Die zum Vergleich herangezogenen Mikroorganismen waren die Gram-negativen Spirillen Sulfurospirillum multivorans (ehem. Dehalospirillum multivorans) und Sulfurospirillum halorespirans. Die Rohextrakte der beiden Verwandten fraktionierten die Kohlenstoffisotope bei der PCE-Dehalogenierung in ähnlicher Weise. Der Fraktionierungsfaktor αC für S. multivorans lag nach Wachstum mit TCE als Elektronenakzeptor bei 1,0014 mit Fumarat als zusätzlichem Elektronenakzeptor bei 1,0015. Der Isotopeneffekt für die TCE-Dechlorierung war 1,0162 nach Wachstum mit TCE bzw. 1,0159 bei zusätzlicher Fumaratatmung. Für Rohextrakte von S. halorespirans wurden die Auswirkung der Wachstumssubstrate PCE und TCE auf die Isotopenfraktionierung derselben ermittelt. Im Falle des vorherigen Wachstums mit PCE war αC für PCE 1,0024 und für TCE 1,0229. Die Inkubation mit TCE als Atmungssubstrat ergab einen Fraktionierungsfaktor für PCE von 1,0032, für TCE lag er bei 1,0187.

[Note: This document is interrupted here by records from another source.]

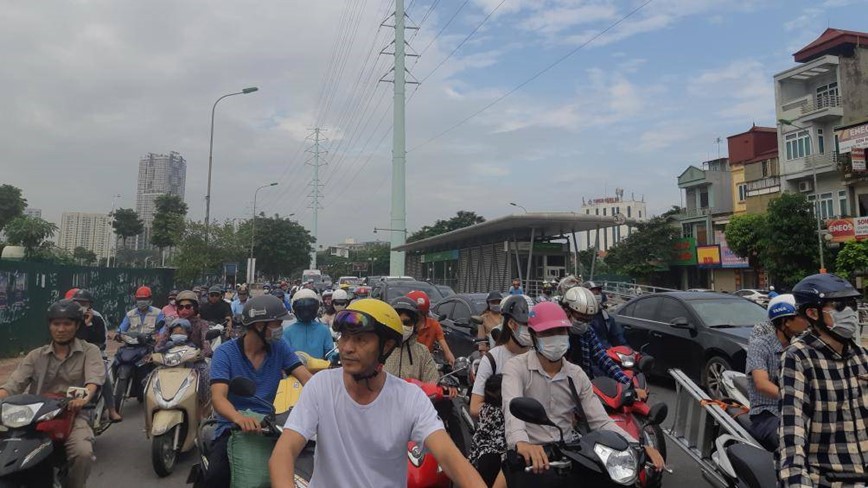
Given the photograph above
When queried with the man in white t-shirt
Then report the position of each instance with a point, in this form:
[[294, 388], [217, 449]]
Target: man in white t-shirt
[[362, 417]]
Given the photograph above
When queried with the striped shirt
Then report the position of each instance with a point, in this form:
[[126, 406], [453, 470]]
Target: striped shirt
[[824, 413]]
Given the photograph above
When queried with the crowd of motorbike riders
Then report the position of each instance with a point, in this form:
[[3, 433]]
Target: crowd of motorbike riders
[[808, 379]]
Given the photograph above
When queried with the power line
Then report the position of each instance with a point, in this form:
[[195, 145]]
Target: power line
[[535, 76]]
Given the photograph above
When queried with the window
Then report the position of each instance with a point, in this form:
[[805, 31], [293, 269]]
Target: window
[[798, 144]]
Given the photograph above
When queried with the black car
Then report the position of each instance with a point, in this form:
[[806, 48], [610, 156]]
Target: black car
[[455, 311], [703, 334]]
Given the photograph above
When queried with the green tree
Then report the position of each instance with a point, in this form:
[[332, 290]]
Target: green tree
[[126, 223], [168, 226], [462, 219], [12, 204], [32, 233]]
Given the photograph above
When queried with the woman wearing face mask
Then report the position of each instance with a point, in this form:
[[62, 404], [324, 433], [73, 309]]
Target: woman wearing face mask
[[412, 360], [824, 379], [489, 442]]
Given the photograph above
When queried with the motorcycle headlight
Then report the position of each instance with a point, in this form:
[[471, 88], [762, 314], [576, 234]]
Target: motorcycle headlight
[[621, 465], [17, 416]]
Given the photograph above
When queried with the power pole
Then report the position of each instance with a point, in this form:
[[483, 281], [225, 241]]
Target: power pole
[[316, 194], [398, 227]]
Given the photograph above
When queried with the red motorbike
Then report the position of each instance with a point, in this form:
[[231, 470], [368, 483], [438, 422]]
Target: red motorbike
[[627, 411]]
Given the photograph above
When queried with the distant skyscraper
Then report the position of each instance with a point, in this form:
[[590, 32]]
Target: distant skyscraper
[[159, 174], [92, 231]]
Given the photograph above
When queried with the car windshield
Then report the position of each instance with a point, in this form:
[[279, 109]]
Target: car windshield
[[728, 313]]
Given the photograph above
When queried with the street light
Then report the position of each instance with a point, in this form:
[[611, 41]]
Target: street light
[[253, 223], [519, 206], [245, 91], [816, 199]]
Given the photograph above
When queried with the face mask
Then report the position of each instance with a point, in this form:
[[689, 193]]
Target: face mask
[[178, 338], [579, 328], [408, 331], [844, 323], [553, 348]]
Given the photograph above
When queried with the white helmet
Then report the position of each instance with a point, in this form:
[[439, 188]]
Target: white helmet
[[304, 293], [339, 295], [581, 300]]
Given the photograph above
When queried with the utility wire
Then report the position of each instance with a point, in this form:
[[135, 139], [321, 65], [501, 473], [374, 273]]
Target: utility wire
[[532, 78]]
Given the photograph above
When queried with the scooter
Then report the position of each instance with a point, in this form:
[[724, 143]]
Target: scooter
[[131, 366], [271, 429], [172, 405], [599, 458], [34, 428]]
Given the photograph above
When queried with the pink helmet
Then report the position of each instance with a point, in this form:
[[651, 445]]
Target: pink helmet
[[547, 315]]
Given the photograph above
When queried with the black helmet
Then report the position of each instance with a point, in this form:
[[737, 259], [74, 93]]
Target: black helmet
[[65, 309], [819, 288], [517, 308], [264, 308], [406, 305], [83, 295]]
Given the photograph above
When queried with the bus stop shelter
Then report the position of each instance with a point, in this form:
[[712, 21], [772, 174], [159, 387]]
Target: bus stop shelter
[[533, 247]]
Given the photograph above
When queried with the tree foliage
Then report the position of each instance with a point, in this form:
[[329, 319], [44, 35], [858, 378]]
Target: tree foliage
[[12, 204], [168, 225], [648, 249], [462, 219], [126, 223]]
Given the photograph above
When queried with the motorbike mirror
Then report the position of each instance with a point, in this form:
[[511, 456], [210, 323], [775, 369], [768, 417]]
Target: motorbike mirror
[[657, 414], [243, 387], [646, 364], [529, 410]]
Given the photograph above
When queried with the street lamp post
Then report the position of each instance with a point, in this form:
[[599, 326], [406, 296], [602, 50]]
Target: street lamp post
[[253, 222], [519, 206], [816, 199], [245, 91]]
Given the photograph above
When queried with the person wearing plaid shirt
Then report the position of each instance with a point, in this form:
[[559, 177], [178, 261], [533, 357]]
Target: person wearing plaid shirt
[[824, 391]]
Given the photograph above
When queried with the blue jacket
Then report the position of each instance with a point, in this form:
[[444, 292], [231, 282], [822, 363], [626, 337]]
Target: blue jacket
[[313, 338], [609, 332]]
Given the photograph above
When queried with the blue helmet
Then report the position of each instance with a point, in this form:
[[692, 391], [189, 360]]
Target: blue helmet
[[819, 288], [782, 306]]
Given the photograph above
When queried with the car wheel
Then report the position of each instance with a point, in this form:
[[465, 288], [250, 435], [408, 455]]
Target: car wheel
[[712, 376]]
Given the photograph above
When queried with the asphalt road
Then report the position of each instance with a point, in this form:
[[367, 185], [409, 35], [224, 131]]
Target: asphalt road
[[124, 454]]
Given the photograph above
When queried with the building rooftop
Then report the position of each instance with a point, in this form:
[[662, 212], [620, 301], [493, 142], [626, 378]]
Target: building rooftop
[[832, 41]]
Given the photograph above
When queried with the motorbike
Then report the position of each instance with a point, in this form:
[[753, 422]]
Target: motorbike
[[131, 367], [34, 428], [172, 405], [598, 458], [272, 427]]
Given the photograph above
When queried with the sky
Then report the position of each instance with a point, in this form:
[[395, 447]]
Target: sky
[[87, 87]]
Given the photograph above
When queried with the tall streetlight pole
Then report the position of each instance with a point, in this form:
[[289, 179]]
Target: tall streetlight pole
[[816, 199], [253, 222], [245, 91]]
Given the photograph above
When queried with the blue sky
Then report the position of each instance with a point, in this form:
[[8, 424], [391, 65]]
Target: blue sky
[[91, 86]]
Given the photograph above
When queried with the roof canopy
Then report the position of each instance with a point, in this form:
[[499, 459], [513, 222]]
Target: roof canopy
[[513, 227]]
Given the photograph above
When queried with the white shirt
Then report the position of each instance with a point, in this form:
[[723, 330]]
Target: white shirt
[[501, 355], [361, 445]]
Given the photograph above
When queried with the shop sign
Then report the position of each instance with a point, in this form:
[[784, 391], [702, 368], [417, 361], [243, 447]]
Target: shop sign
[[685, 252]]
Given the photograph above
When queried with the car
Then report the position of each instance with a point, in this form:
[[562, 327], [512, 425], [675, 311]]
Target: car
[[703, 334], [759, 296], [454, 313], [388, 289]]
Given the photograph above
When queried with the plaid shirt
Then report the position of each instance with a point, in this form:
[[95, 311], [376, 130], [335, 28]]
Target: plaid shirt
[[591, 349], [824, 413]]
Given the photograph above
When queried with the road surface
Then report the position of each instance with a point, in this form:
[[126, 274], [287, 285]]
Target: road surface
[[124, 454]]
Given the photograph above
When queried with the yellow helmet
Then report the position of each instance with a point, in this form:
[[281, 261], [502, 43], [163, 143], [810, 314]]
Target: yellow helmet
[[370, 315]]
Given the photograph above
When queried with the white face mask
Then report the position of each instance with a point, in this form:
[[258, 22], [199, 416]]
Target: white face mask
[[553, 348]]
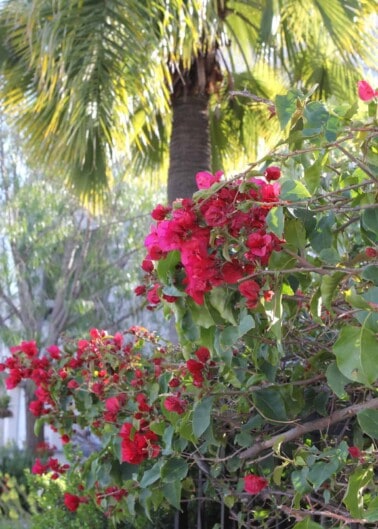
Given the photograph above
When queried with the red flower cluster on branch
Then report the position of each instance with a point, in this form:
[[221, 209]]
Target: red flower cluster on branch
[[221, 236]]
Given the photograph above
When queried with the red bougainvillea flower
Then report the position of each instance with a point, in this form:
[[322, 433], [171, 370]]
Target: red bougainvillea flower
[[365, 91], [72, 502], [175, 404], [140, 290], [54, 352], [203, 354], [254, 484], [137, 445], [39, 468], [371, 252], [29, 348], [272, 173], [113, 404], [36, 407], [354, 451], [205, 180]]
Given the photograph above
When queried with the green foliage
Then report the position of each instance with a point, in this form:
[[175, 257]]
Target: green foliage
[[278, 388]]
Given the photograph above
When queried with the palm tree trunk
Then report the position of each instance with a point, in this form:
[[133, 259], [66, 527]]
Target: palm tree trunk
[[190, 145]]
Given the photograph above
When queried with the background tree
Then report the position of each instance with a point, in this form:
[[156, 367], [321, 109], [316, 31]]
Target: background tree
[[61, 269], [86, 78]]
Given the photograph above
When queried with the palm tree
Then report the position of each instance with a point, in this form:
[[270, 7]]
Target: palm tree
[[85, 79]]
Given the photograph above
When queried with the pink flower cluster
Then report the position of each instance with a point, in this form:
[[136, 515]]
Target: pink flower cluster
[[138, 444], [221, 236]]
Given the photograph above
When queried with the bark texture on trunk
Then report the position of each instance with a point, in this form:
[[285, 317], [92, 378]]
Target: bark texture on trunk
[[190, 150]]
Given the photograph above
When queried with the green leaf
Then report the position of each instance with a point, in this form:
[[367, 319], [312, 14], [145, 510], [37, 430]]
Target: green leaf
[[231, 334], [202, 416], [151, 475], [322, 236], [371, 514], [370, 273], [368, 421], [220, 300], [370, 220], [315, 117], [270, 404], [275, 220], [356, 300], [312, 174], [357, 354], [328, 287], [175, 469], [293, 190], [295, 233], [189, 328], [353, 498], [322, 470], [299, 480], [200, 314], [166, 267], [172, 493], [329, 256], [307, 523], [285, 106]]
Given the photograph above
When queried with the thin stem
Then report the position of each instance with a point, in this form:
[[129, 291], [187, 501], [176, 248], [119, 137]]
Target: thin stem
[[301, 429]]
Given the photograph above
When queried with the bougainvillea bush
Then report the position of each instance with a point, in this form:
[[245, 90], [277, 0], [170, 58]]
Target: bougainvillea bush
[[266, 410]]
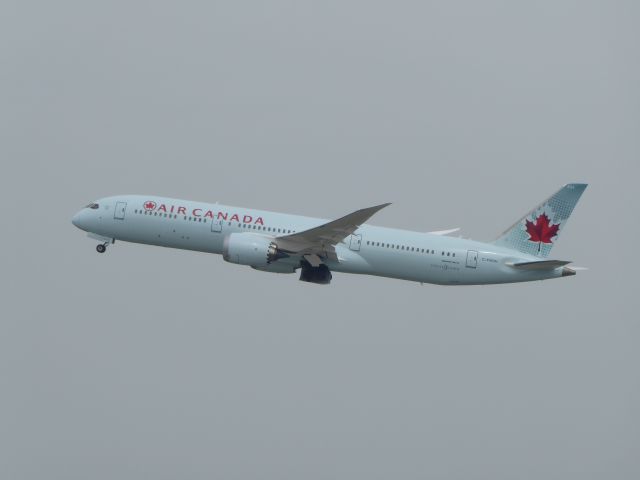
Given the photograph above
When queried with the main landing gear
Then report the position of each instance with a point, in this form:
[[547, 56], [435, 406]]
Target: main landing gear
[[320, 274], [102, 247]]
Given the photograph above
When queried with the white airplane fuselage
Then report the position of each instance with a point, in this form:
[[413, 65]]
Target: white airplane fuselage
[[371, 250]]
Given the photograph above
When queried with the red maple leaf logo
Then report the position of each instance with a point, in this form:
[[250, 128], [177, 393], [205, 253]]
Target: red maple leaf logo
[[542, 231]]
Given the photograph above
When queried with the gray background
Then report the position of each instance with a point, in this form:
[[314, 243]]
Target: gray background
[[153, 363]]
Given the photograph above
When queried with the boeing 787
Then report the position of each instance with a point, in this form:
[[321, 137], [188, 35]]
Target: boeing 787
[[283, 243]]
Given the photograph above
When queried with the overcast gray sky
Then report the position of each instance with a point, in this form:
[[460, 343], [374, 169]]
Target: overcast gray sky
[[153, 363]]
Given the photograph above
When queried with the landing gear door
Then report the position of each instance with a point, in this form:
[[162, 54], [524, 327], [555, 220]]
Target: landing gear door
[[354, 242], [121, 208], [472, 259], [216, 225]]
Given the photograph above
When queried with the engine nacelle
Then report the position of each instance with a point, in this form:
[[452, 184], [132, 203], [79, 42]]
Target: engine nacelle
[[250, 249]]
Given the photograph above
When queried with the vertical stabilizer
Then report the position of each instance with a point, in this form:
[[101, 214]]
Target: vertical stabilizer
[[538, 230]]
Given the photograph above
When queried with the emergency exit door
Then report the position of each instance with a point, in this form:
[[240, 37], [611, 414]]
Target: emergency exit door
[[472, 259], [121, 207], [355, 242], [216, 225]]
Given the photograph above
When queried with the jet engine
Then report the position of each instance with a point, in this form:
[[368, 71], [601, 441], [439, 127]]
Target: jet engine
[[250, 249]]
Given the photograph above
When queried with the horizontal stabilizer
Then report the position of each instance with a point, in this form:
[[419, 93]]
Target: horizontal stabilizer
[[445, 232], [541, 265]]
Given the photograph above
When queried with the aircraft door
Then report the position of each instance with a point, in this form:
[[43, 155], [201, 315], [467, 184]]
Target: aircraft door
[[472, 259], [216, 225], [118, 213], [354, 242]]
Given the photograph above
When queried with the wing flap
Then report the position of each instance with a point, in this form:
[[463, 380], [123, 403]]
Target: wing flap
[[321, 240], [541, 265]]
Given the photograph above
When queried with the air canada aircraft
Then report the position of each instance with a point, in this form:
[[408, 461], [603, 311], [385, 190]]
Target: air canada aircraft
[[282, 243]]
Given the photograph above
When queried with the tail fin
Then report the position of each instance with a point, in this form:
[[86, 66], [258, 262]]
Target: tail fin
[[538, 230]]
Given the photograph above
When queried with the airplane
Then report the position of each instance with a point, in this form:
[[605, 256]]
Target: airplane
[[283, 243]]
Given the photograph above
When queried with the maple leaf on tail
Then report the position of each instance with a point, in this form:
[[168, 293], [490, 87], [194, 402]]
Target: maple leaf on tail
[[542, 231]]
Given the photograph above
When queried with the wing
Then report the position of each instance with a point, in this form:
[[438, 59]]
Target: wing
[[320, 241], [539, 265]]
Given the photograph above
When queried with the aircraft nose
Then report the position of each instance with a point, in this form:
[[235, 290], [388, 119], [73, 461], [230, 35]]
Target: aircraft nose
[[78, 220]]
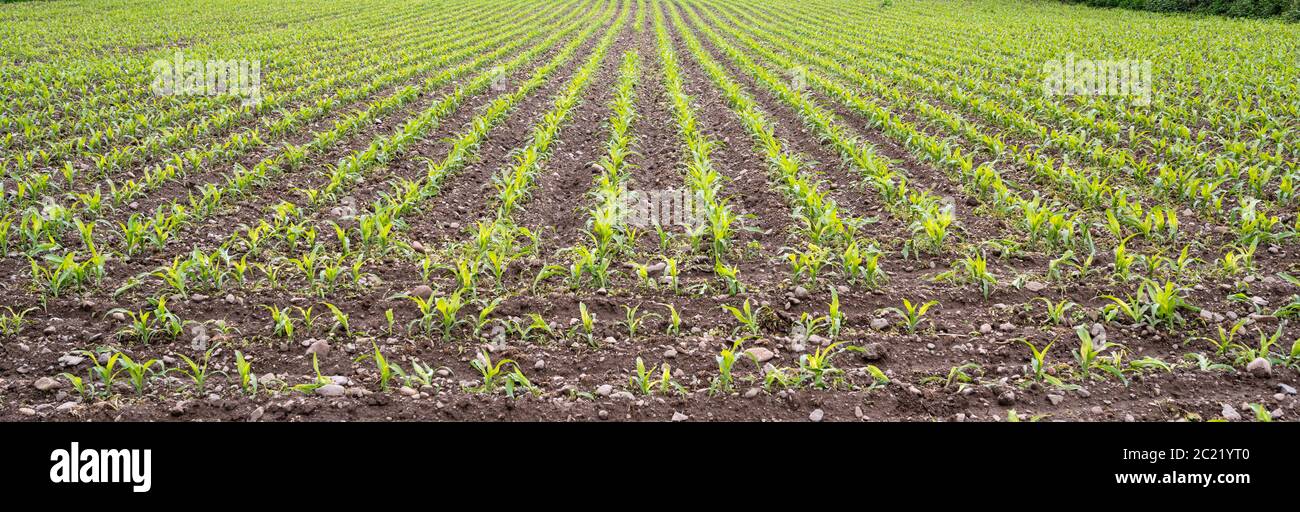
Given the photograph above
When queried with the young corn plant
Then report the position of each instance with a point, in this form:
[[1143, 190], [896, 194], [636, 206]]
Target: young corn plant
[[282, 321], [494, 376], [913, 313], [381, 365], [674, 321], [341, 320], [104, 372], [13, 321], [645, 381], [862, 267], [1054, 312], [746, 315], [484, 316], [1039, 359], [447, 309], [588, 322], [633, 321], [247, 378], [835, 316], [971, 270], [139, 373], [726, 382], [818, 367], [196, 371]]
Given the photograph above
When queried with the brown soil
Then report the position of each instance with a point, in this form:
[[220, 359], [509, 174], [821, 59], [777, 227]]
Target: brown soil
[[567, 372]]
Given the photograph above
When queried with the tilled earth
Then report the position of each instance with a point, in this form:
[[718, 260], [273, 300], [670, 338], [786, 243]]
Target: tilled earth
[[576, 381]]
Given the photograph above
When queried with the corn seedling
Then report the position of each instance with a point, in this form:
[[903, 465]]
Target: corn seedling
[[746, 315], [913, 313]]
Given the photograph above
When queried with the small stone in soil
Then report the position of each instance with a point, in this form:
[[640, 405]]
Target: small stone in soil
[[1230, 413]]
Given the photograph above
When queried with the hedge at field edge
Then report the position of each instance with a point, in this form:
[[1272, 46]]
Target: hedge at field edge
[[1288, 9]]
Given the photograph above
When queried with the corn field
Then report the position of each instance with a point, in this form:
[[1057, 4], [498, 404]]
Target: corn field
[[646, 209]]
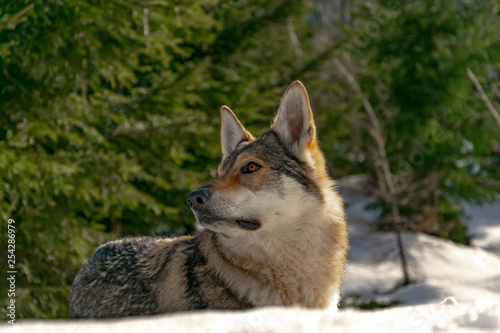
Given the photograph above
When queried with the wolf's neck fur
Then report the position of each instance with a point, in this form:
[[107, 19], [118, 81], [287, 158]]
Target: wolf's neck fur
[[300, 264]]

Außerdem wurde an Anreicherungskulturen aus einem kontaminierten Probenbrunnen in Bitterfeld die Fähigkeit zum PCE- und TCE-Abbau studiert. Dabei kamen Butyrat und Lactat als Kohlenstoff- und Energiequellen zum Einsatz. Während die vollständige TCE-Dehalogenierung bis zum Ethen innerhalb von 10 Tagen gelang, war der Abbau von PCE durch auf Lactat wachsende Kulturen auch nach 80 Tagen noch nicht vollständig. Ein Abbau von PCE durch Butyrat-verwertende Kulturen konnte nach zehn Monaten nicht beobachtet werden. In einer funktionellen genetischen Analyse wurden mögliche Gene für bekannte Dehalogenasen identifiziert und der Gattung Dehalococcoides zugeordnet.